Hi all,
I've noticed that dplyr::rowwise()
is back on the table (" rowwise()
is no longer questioning", from https://github.com/tidyverse/dplyr/blob/master/NEWS.md).
I am happy about that since the syntax is sleek, but I wonder if there are any reason to believe that rowwise()
based workflows could become much faster in the near future?
For now, the small following benchmark based on the non-(fully)-vectorized function dplyr::between()
shows that purrr::pmap()
remains much more efficient (both in terms of CPU and memory) when datasets get relatively large:
library(tidyverse)
set.seed(1)
iris_big <- as_tibble(iris[sample(1:nrow(iris), 5e+5, replace = TRUE), ])

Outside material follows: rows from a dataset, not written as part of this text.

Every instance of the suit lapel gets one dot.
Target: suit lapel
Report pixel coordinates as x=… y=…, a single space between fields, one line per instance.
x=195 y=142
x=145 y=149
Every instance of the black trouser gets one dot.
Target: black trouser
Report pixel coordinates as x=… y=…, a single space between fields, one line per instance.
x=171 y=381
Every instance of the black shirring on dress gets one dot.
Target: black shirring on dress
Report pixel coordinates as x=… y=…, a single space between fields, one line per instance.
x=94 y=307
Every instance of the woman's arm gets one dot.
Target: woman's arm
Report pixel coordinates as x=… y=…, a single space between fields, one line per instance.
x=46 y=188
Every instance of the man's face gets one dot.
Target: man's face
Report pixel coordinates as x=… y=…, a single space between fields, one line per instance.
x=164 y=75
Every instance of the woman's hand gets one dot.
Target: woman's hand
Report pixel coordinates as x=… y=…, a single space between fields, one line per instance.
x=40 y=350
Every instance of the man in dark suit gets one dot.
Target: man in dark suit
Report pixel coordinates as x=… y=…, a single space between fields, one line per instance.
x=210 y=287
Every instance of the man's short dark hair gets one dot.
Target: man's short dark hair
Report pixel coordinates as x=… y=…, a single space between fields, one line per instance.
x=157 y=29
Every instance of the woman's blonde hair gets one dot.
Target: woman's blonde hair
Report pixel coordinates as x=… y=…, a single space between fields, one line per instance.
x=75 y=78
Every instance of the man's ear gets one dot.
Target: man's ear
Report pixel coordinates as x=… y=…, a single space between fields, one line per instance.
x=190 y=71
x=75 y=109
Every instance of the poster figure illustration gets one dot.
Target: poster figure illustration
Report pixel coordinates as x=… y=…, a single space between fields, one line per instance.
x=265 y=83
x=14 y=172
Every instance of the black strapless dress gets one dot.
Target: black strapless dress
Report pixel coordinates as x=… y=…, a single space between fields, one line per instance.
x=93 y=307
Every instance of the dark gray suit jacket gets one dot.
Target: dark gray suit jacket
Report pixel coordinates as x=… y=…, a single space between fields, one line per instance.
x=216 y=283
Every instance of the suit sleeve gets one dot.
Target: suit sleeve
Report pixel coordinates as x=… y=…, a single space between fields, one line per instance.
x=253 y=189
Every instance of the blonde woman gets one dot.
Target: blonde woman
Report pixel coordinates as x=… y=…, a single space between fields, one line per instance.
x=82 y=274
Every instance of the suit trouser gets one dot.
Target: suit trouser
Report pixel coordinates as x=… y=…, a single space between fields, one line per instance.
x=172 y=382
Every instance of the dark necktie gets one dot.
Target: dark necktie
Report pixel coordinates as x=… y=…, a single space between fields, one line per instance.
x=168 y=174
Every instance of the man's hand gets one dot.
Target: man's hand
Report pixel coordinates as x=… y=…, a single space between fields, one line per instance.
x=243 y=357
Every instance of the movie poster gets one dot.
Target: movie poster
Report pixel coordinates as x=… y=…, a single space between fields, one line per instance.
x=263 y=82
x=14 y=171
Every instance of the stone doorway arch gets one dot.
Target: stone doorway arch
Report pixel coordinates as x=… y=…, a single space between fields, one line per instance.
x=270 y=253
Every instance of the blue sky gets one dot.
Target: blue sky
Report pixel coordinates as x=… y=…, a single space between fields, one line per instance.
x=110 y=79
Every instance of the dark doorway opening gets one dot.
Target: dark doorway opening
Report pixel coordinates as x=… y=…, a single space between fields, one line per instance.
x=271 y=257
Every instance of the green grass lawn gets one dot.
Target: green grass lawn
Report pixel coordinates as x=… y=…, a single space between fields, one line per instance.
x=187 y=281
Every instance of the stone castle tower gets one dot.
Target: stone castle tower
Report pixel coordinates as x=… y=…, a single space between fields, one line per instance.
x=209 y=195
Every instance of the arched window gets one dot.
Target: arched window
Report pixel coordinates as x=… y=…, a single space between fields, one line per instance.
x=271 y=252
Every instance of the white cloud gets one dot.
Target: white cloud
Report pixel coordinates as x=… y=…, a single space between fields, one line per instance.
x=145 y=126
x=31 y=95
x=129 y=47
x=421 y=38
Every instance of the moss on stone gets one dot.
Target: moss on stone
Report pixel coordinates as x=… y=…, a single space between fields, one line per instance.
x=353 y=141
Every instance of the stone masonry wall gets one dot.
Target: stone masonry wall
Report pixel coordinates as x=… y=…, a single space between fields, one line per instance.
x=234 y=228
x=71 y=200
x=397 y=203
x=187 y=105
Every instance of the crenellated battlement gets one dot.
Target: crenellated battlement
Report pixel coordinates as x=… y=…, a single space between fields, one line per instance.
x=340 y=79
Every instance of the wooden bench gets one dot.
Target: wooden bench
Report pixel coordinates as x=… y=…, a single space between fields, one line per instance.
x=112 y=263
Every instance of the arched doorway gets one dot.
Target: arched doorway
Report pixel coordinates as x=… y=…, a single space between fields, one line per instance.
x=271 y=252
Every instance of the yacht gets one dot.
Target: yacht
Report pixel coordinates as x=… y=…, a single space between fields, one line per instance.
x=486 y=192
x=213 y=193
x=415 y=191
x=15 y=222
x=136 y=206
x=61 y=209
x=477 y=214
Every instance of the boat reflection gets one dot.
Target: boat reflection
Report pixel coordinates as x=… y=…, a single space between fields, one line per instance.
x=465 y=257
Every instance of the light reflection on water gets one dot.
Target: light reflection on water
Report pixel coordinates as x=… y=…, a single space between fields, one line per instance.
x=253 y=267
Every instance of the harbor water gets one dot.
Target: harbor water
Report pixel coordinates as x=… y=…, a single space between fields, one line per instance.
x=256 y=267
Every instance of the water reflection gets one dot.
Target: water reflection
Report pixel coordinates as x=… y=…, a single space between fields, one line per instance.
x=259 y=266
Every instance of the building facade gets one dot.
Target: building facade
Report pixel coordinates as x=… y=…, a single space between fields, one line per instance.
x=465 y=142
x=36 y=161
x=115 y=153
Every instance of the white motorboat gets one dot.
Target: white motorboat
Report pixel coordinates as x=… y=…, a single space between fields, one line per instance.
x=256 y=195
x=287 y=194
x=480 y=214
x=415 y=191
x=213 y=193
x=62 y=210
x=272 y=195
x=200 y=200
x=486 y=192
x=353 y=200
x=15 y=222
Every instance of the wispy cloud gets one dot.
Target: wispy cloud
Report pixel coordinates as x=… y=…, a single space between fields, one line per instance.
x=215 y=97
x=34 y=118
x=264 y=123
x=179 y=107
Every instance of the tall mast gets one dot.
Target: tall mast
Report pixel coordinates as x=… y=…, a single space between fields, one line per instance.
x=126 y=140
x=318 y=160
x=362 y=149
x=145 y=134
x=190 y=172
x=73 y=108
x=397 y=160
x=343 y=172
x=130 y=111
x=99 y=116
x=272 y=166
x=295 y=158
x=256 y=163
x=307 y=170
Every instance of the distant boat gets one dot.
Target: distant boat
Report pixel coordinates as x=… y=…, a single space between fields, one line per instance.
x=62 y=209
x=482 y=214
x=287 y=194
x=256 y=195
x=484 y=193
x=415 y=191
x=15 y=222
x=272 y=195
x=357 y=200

iris_big$Sepal.Width <- iris_big$Sepal.Width + 2 # for test below not to be just TRUE
test_big <- bench::mark(
vectorised_between = {iris_big %>%
mutate(test = Sepal.Width >= Petal.Length & Sepal.Width <= Sepal.Length)},
pmap_between = {
iris_big %>%
mutate(test = pmap_lgl(list(Sepal.Width, Petal.Length, Sepal.Length), between))},
rowwise_between = {
iris_big %>%
rowwise() %>%
mutate(test = between(Sepal.Width, Petal.Length, Sepal.Length)) %>%
ungroup()},
iterations = 10)
test_big
#> # A tibble: 3 x 6
#> expression min median `itr/sec` mem_alloc `gc/sec`
#> <bch:expr> <bch:tm> <bch:tm> <dbl> <bch:byt> <dbl>
#> 1 vectorised_between 22.69ms 36.83ms 24.9 24.3MB 17.4
#> 2 pmap_between 1.17s 1.26s 0.794 19.1MB 4.69
#> 3 rowwise_between 9.83s 10.3s 0.0972 101.9MB 3.73
plot(test_big)
My immediate interest is that I will soon be attempting to convert SPSS people to use R and these people deal with large datasets only. I wonder whether I could spare "purrring" them...
PS: I used here between()
only as an example and I do know that many tasks can be vectorized.